# new to site



## jonesie (Aug 23, 2009)

just wanted to say hi. i am new to this site and to building small engines. i have been a moldmaker for 30+yrs and am now doing toolmaker work for a truck engine plant. i am in the prosses of building jerry howells power house and farm boy.i am sure i will get some good help here and hope also to be of help to others. thanks jonesie


----------



## Tin Falcon (Aug 23, 2009)

Welcome jonsie
 wth 30 years experience I am sure you can help a bit too.
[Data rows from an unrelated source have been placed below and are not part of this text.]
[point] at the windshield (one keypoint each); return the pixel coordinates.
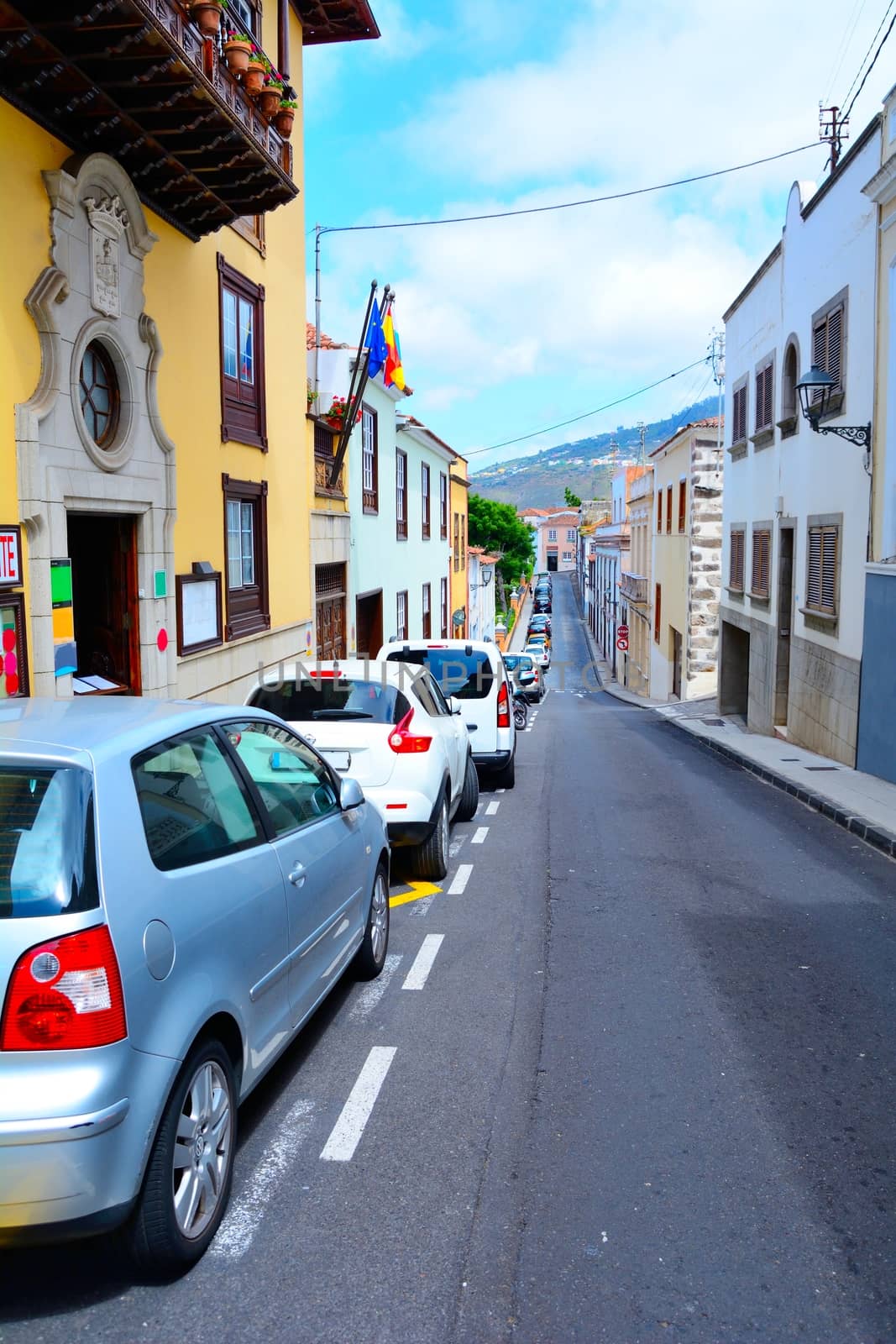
(301, 701)
(468, 676)
(47, 846)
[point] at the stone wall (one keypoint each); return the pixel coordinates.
(822, 711)
(705, 570)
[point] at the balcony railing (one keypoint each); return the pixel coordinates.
(137, 81)
(633, 588)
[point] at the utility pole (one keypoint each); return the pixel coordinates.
(832, 131)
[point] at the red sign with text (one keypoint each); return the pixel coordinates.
(9, 557)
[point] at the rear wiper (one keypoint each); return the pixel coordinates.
(340, 714)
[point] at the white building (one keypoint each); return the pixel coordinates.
(481, 605)
(797, 503)
(396, 535)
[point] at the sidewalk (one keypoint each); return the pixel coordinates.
(860, 803)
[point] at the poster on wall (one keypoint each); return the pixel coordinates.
(199, 617)
(65, 655)
(13, 663)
Welcome!!! looking forward to picks and posts.
Tin


----------



## CrewCab (Aug 23, 2009)

Welcome to the site jonesie ;D

CC


----------



## zeeprogrammer (Aug 23, 2009)

Welcome jonesie.
Have you built some engines before?
Got any pics?


----------



## GailInNM (Aug 23, 2009)

Glad to have you with us jonesie. Keep us updated on your projects.
 wEc1
Gail in NM


----------



## itowbig (Aug 23, 2009)

howdy hey and welcome wEc1 we like picks as much as we like the engines  :bow:


----------



## Maryak (Aug 23, 2009)

Jonesie,

Welcome to our forum wEc1

Best Regards
Bob


----------



## rake60 (Aug 24, 2009)

Welcome to HMEM jonesie.

Rick


----------



## the engineer (Aug 24, 2009)

welcome
 lots of good folks on here and nice eye candy also cheers john


----------



## Engine maker (Aug 26, 2009)

Welcome to the site. I built Farm Boy #003. One of the best running engines I ever built. You'll enjoy it. Have some photo in the photo section. Any questions just drop me a line.
Jim


----------